The images were shot voluntarily by McKeag, but many people were involved in the project, including staff members and other students. Both Patrick Millard and Christopher Rolinson, assistant professors of photography at Point Park, were approached to lead the project for the photography programs.
The exhibit has a maximum timeframe of a year to be displayed. It is currently running 24 hours a day and seven days a week, but Rolinson explained this might be altered following the holiday season in order to conserve energy.
Students are encouraged to get involved in the display opportunity and submit work to possibly be used in the space.
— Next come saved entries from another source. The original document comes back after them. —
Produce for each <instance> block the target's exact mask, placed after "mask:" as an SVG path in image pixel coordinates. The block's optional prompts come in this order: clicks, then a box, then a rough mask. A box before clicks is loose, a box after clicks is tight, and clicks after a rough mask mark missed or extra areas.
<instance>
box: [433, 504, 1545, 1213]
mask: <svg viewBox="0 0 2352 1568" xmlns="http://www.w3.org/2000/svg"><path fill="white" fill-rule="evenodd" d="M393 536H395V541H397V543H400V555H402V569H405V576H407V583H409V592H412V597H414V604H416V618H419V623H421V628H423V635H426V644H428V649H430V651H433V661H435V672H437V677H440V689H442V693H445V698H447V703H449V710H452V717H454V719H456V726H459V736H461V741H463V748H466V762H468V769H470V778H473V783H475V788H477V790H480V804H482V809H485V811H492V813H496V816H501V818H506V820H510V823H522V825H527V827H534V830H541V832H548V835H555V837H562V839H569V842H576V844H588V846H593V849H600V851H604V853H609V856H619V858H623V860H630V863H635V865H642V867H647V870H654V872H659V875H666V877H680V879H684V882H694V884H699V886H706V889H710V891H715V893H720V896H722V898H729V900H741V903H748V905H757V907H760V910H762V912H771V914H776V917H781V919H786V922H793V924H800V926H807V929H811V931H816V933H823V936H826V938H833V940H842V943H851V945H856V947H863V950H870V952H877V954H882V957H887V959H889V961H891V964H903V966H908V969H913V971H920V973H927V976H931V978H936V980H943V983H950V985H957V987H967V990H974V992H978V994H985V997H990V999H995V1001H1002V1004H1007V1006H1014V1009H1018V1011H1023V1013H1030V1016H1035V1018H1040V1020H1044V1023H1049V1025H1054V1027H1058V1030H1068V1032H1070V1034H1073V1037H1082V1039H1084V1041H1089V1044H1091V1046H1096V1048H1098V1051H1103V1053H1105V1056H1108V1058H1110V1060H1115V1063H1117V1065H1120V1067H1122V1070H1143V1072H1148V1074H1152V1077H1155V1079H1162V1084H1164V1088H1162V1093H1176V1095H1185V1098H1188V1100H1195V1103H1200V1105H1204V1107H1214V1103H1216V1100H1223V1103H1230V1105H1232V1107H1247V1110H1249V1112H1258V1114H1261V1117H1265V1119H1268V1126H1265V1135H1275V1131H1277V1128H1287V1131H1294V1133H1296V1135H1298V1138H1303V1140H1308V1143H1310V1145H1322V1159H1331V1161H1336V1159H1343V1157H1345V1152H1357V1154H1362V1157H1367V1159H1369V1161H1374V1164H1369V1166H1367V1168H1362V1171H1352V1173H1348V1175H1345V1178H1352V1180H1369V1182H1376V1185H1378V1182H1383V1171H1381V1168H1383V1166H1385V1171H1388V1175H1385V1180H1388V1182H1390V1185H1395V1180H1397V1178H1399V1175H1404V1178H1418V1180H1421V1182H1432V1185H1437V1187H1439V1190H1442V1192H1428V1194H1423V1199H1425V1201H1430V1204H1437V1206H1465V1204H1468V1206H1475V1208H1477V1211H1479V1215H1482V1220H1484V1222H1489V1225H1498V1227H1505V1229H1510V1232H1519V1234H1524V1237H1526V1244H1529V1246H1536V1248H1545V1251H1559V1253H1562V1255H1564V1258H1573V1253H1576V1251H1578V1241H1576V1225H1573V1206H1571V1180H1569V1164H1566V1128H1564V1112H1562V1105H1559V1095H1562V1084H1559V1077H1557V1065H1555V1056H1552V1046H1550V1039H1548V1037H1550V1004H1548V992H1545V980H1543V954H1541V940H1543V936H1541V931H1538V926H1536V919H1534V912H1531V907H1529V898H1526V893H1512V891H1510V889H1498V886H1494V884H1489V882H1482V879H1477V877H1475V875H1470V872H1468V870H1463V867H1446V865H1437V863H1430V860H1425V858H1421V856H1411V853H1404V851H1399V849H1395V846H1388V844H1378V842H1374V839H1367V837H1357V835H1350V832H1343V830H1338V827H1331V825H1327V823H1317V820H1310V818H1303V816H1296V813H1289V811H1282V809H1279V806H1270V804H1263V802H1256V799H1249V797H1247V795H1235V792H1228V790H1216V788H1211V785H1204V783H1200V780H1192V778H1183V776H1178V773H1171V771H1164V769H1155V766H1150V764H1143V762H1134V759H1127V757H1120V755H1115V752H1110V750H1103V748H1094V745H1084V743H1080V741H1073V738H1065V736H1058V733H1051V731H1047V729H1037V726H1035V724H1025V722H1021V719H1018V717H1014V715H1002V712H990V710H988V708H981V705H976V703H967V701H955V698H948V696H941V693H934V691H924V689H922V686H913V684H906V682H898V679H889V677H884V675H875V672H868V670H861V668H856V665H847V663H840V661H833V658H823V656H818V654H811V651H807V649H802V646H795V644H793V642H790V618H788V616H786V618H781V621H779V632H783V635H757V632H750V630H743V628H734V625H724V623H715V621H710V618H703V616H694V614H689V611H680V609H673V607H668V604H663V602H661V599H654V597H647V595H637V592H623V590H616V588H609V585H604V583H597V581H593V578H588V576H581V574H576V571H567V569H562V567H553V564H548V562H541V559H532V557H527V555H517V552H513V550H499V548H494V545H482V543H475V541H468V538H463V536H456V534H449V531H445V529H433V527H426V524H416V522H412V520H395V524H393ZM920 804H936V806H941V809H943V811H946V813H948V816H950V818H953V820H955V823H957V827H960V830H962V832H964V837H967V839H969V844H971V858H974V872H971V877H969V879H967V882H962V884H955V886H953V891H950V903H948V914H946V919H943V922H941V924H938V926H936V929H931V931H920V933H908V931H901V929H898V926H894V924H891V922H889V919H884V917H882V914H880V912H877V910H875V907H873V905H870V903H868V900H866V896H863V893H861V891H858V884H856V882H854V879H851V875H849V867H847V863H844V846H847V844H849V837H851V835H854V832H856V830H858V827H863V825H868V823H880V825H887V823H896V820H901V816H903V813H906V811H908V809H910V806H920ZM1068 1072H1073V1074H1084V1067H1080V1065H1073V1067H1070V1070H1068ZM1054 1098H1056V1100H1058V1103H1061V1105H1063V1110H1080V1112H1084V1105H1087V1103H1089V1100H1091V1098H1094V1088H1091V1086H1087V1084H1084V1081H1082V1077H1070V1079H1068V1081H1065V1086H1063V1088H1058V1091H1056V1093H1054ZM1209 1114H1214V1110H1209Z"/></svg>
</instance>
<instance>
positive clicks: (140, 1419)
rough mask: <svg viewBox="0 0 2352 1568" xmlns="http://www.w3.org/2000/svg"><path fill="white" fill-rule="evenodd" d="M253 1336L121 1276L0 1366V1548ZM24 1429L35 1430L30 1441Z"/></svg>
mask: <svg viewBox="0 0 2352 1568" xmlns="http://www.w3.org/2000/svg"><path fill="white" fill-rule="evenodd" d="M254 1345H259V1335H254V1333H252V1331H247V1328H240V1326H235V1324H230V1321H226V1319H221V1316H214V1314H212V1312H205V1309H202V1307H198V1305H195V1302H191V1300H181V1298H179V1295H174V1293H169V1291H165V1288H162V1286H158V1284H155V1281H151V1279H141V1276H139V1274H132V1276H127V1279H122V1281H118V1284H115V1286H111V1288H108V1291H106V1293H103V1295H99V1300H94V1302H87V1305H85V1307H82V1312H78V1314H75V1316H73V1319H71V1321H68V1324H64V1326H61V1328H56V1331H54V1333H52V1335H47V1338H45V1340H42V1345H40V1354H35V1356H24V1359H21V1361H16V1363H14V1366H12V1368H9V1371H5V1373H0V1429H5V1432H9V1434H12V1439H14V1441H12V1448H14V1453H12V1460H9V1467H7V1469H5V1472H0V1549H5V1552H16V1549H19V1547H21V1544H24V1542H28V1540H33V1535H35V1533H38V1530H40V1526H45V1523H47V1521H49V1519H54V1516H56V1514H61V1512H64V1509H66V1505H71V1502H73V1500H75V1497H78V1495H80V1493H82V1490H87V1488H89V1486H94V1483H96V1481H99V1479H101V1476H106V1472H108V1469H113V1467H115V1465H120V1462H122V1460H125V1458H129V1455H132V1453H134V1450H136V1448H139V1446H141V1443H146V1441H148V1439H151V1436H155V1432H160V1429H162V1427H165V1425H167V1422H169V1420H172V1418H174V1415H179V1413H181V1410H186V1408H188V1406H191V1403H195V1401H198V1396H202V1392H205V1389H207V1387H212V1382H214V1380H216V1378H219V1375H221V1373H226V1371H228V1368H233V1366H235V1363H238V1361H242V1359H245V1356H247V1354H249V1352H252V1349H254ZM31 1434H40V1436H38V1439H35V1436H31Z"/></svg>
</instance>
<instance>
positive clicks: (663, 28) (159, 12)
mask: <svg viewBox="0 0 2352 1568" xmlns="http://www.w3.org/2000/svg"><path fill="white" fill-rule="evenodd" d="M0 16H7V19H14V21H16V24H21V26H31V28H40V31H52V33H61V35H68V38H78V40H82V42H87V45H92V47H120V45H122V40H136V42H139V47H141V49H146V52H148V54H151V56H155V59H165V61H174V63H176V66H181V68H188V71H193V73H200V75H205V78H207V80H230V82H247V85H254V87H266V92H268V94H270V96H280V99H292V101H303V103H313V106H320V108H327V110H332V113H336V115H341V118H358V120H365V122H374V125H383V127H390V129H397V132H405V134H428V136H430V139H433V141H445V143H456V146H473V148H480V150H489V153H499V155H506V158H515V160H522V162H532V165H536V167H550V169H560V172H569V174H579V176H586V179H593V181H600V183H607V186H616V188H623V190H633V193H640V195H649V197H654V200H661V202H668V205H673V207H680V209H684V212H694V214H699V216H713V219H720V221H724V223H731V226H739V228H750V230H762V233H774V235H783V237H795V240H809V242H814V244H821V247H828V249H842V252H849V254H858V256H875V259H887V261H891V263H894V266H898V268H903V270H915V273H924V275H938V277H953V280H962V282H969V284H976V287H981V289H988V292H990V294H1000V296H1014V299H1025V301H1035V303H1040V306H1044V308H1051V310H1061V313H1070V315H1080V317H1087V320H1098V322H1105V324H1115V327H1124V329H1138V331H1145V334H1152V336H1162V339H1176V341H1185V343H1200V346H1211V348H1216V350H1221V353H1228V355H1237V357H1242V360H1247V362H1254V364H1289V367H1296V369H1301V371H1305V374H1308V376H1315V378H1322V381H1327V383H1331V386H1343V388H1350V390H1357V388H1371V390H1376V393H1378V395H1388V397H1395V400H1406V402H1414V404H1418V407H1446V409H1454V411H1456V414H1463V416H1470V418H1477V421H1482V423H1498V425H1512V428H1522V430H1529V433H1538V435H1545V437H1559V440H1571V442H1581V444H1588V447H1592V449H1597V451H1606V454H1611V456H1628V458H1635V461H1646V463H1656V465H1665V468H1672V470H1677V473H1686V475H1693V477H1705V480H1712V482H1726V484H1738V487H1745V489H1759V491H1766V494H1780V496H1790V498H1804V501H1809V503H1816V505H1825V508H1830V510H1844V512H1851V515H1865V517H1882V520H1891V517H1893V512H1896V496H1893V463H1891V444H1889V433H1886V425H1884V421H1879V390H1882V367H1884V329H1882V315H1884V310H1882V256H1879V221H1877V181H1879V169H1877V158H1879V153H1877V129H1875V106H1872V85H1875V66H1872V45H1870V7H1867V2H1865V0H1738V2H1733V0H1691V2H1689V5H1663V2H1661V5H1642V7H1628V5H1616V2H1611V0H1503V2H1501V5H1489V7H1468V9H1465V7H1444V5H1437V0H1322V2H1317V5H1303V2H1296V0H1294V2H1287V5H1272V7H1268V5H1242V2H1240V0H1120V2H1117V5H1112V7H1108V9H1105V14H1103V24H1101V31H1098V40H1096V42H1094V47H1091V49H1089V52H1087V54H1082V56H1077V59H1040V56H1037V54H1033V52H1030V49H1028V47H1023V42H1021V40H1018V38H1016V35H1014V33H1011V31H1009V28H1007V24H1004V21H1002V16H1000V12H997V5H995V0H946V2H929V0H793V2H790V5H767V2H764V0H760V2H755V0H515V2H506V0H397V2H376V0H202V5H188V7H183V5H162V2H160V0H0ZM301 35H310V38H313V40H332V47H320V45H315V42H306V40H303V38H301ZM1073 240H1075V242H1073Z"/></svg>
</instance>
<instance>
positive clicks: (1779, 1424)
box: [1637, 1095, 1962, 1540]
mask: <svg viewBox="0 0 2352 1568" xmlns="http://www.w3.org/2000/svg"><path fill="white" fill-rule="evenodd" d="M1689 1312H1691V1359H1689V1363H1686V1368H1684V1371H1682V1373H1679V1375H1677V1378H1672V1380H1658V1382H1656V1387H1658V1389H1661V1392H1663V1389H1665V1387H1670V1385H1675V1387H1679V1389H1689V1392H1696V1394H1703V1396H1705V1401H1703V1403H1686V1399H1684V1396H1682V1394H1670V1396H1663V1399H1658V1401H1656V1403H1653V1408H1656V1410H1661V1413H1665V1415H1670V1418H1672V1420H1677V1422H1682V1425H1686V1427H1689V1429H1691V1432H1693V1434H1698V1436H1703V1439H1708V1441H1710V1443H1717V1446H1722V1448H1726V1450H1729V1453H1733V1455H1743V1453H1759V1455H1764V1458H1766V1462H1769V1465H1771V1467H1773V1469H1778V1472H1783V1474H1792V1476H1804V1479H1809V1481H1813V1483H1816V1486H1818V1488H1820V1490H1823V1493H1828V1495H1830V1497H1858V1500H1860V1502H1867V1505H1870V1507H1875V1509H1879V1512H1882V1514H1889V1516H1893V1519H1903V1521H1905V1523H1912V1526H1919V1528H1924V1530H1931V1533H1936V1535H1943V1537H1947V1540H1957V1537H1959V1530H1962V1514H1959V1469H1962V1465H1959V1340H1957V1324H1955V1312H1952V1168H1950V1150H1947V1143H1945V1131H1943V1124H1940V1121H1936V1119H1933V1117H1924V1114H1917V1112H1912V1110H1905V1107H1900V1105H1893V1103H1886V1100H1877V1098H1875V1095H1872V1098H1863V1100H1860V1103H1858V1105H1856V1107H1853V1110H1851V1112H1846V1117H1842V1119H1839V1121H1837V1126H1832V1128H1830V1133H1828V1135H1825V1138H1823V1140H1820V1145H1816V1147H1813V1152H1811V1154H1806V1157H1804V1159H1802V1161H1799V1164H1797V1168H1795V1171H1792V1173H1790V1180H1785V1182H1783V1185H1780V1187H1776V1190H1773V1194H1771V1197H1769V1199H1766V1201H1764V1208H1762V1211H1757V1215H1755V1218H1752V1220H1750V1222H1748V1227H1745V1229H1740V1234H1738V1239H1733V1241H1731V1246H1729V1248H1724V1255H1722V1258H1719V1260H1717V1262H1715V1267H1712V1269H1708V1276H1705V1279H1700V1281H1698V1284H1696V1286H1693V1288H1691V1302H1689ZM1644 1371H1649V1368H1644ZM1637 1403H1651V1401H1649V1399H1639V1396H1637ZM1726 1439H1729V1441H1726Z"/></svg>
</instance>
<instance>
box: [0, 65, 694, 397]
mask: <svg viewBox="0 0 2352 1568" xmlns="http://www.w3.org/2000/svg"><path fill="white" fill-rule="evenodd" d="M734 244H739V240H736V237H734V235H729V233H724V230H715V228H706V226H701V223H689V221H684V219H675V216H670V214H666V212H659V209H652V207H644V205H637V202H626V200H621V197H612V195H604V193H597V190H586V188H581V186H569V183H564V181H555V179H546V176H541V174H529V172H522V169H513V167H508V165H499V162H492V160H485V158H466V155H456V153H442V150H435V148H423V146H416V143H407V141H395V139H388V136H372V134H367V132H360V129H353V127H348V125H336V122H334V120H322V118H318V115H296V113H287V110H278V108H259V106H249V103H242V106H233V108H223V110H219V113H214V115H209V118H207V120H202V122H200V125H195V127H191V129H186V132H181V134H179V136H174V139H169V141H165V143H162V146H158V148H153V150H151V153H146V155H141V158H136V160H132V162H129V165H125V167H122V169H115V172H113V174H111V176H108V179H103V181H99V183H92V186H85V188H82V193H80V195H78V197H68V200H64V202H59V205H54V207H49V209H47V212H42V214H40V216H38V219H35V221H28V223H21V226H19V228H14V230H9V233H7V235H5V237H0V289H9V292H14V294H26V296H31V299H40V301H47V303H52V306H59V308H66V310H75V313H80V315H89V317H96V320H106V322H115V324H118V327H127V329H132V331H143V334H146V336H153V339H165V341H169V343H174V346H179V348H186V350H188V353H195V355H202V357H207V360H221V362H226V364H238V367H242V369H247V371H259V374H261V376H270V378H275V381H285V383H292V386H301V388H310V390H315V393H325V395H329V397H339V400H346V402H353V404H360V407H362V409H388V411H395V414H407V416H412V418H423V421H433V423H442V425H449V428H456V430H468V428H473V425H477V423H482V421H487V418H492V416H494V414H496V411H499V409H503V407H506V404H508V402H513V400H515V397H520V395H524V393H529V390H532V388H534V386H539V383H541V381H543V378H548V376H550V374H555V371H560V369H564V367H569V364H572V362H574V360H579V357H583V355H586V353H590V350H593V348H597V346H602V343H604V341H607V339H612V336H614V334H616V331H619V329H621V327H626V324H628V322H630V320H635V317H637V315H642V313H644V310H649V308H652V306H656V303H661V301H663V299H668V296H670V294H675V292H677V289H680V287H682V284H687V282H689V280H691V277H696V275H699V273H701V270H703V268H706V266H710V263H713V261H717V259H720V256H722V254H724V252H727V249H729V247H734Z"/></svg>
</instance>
Those interested in the project need to submit a one-page proposal of their anticipated project.
Rolinson deems the display a success, which had its soft opening during Light Up Night. He emphasized the benefits of a project such as Project Pop Up: Downtown can have on a city.
"There will be something that has human involvement in it," Rolinson said in a phone interview on Tuesday. "These buildings are old and empty, and this is something that until they should figure out how to make the economic revival, this is a nice placeholder that keeps the energy going."
The other storefront, located adjacent to the photography program exhibit, has been granted to the Cinema and Digital Arts program. Andrew Halasz, assistant professor of cinema and digital arts, has taken the lead on the project. The display is in the works, but it will not be premiered to the city until Dec. 31.
"As soon as it's in motion, I'm going to engage some students to help in the production of it and putting it together,"Halasz said in an interview last week in his office.
The specifics of the project are not being given away, but the display will run for six months, ending in June.
Halasz, alongside other contributors to the artwork, recognizes the many benefits of this Downtown initiative, providing light to the city and a more pleasing view of the streets during the holiday season.
Project Pop Up Pittsburgh had the first of its storefronts premiere during Light Up Night, but the others are expected to display their work on New Year's Eve. The hope of the project is to help rejuvenate the Downtown area as well as entice people to rent the spaces after the pop-up galleries have ended, leaving less abandoned buildings and more improvement to the city.
"You have a downtown [area] and especially with the economy the way it is, there are a lot of vacant storefronts so the city created this grant to give artists the opportunity to create installations in these vacant storefronts." Halasz said. "It livens up the city."